A MAJOR upgrade of the A1 has uncovered fascinating new evidence about a significant phase in British history – including the fact the Romans not only built roads, but also had to repair potholes.

As part of an improvement of the A1 in North Yorkshire, archaeologists discovered the Romans settled in the area at least a decade earlier than previously thought, producing coins and interacting with local people.

They also found evidence of early investment in infrastructure and 2,000-year-old attempts to fix potholes.

The illuminating discoveries on Highways England’s upgrade of the A1 between Leeming and Barton focussed around Scotch Corner, still a significant road junction today.

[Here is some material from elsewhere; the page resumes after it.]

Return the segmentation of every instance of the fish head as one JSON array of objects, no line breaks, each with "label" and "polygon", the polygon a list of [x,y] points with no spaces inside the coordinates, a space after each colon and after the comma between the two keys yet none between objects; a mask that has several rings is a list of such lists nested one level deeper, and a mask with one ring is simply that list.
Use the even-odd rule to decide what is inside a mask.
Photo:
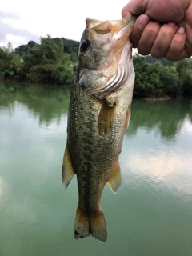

Heralded by Historic England as one of the top ten archaeological discoveries of the decade, the finds are documented in a new book out today.

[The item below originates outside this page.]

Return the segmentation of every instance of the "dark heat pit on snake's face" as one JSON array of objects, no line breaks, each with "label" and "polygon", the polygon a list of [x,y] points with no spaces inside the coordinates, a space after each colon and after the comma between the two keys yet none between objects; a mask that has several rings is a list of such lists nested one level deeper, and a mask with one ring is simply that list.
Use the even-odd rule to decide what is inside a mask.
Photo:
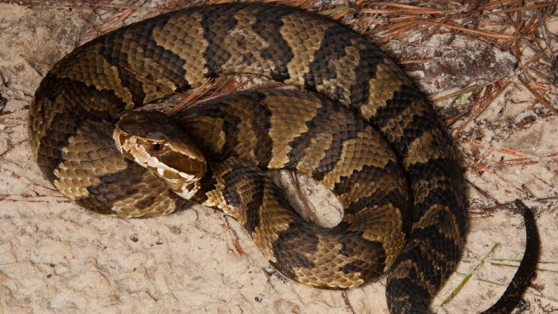
[{"label": "dark heat pit on snake's face", "polygon": [[128,159],[155,173],[180,196],[189,199],[199,189],[206,162],[188,136],[157,111],[126,112],[116,121],[113,138]]},{"label": "dark heat pit on snake's face", "polygon": [[269,171],[269,175],[305,221],[325,228],[335,227],[341,222],[345,214],[343,206],[322,184],[288,170]]}]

The A1 upgrade is one of several Highways England projects across the country helping experts uncover more of England’s rich history.

Highways England worked with AECOM, lead designers for the A1 project, responsible for managing the archaeological work and analysis.

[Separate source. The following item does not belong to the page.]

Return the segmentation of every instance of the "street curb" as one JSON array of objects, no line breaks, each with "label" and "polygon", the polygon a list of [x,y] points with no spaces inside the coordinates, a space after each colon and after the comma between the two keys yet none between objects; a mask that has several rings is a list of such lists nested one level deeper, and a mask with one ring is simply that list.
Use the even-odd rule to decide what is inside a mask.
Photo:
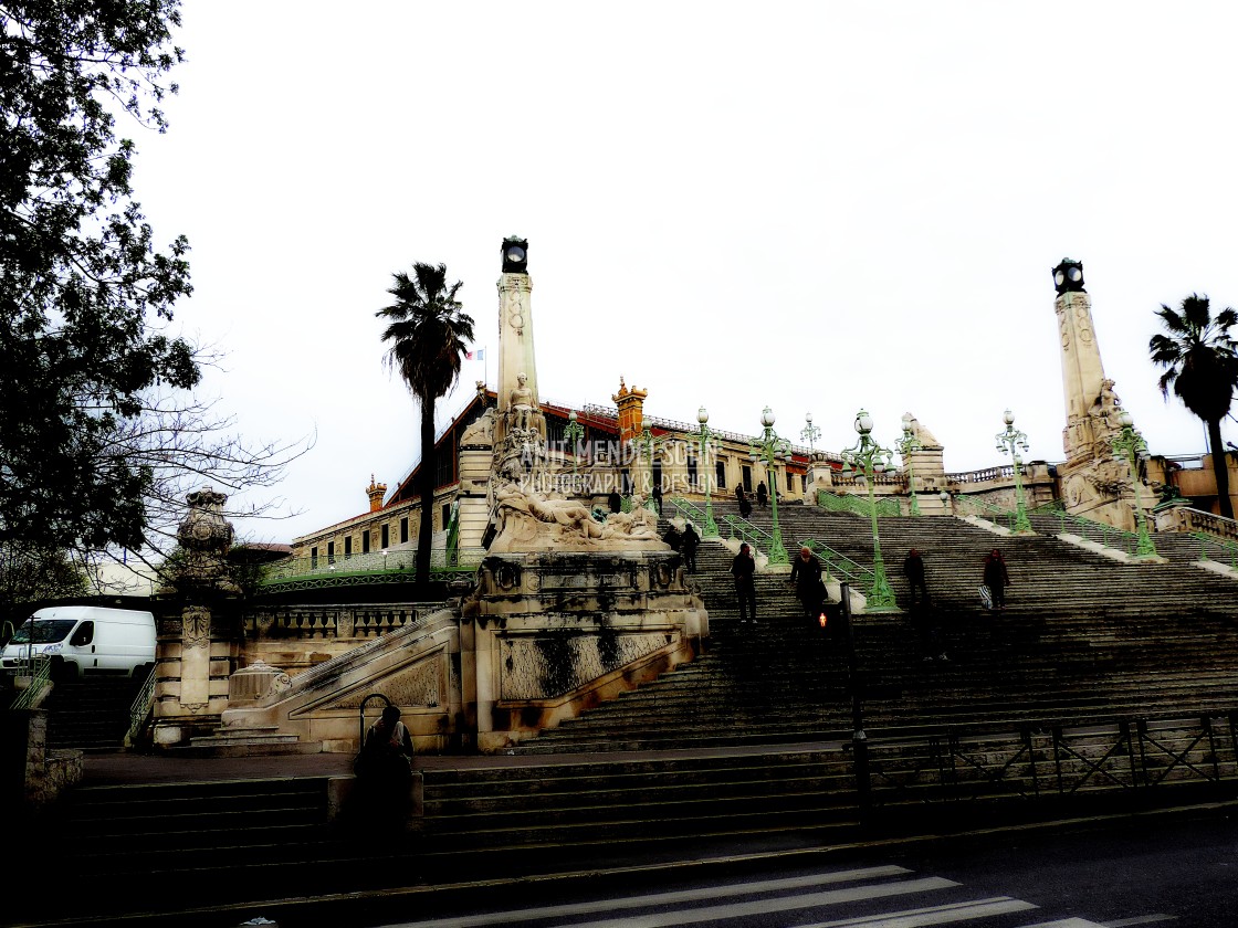
[{"label": "street curb", "polygon": [[[220,906],[181,908],[175,912],[136,912],[110,917],[80,917],[59,921],[20,922],[11,923],[7,928],[53,928],[69,926],[142,926],[175,923],[177,926],[219,926],[232,924],[220,916],[234,913],[240,924],[246,918],[264,917],[274,918],[292,917],[298,922],[305,914],[313,909],[327,907],[369,907],[375,911],[395,908],[400,901],[416,901],[418,898],[431,898],[435,896],[448,897],[452,893],[475,895],[482,891],[506,890],[511,887],[550,886],[576,880],[613,880],[630,877],[634,875],[654,875],[672,871],[707,872],[724,871],[728,867],[745,867],[754,864],[773,861],[808,861],[826,859],[844,853],[870,851],[881,849],[894,849],[901,846],[931,845],[938,843],[967,841],[980,838],[989,838],[999,834],[1047,834],[1052,831],[1087,830],[1101,825],[1139,822],[1154,818],[1192,818],[1213,815],[1223,812],[1238,812],[1238,799],[1228,799],[1210,803],[1197,803],[1192,806],[1176,806],[1160,809],[1140,809],[1136,812],[1108,813],[1103,815],[1087,815],[1065,819],[1052,819],[1049,822],[1029,822],[1015,825],[999,825],[994,828],[977,828],[956,833],[925,833],[917,835],[899,835],[890,838],[877,838],[860,841],[846,841],[842,844],[817,845],[811,848],[787,848],[780,850],[756,851],[751,854],[732,854],[717,857],[685,859],[659,861],[654,864],[631,864],[620,866],[598,866],[584,870],[571,870],[547,874],[526,874],[522,876],[496,877],[488,880],[469,880],[453,883],[433,883],[426,886],[400,886],[384,890],[363,890],[358,892],[328,893],[324,896],[303,896],[281,900],[266,900],[261,902],[232,902]],[[548,845],[553,846],[553,845]],[[475,900],[473,900],[475,901]],[[402,921],[416,921],[418,918],[416,904],[402,907],[407,913]],[[302,913],[302,914],[298,914]],[[400,916],[394,916],[400,921]],[[322,912],[314,913],[314,922],[322,923]],[[381,919],[380,919],[381,921]],[[390,918],[387,921],[391,921]],[[376,922],[375,922],[376,923]]]}]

Dr Jonathan Shipley, AECOM principal heritage consultant, said: “Scotch Corner is now known as a key junction on the Highways England network, but the remains identified show it was also the site of a much older junction.

"The remains include evidence of an Iron Age settlement where coin production, the first north of the River Humber, was potentially taking place. The extraordinary objects provided us with an insight of the interaction between the Romans and the local population.

“Other fascinating finds include evidence for the upkeep of the Roman road network, with the site revealing potholes that had been repaired.

"Evidence of investment in the road infrastructure during Roman times links well with the recent investment in infrastructure which resulted in the discovery of the site.”

Before major road projects begin, teams of archaeologists carefully peel back the surface of construction sites to ensure that archaeological remains are preserved and recorded.

By commissioning experts and working closely with the country’s heritage bodies and local authorities, Highways England can ensure knowledge is conserved and our understanding of the past is enhanced.

Highways England’s principal cultural heritage advisor, Jim Hunter, said: “At Highways England we try to have as little effect on the historic environment as we can.

"Where the disturbance of archaeological remains is unavoidable we are committed to recording them to as high a standard as possible so that the information they contain is available for everyone now and in the future."

The A1 project finds are detailed in ‘Contact, Concord and Conquest: Britons and Romans at Scotch Corner'.

It represents a major step forward in understanding of the Roman conquest of the north, and will set the agenda for studies into the Late Iron Age and conquest.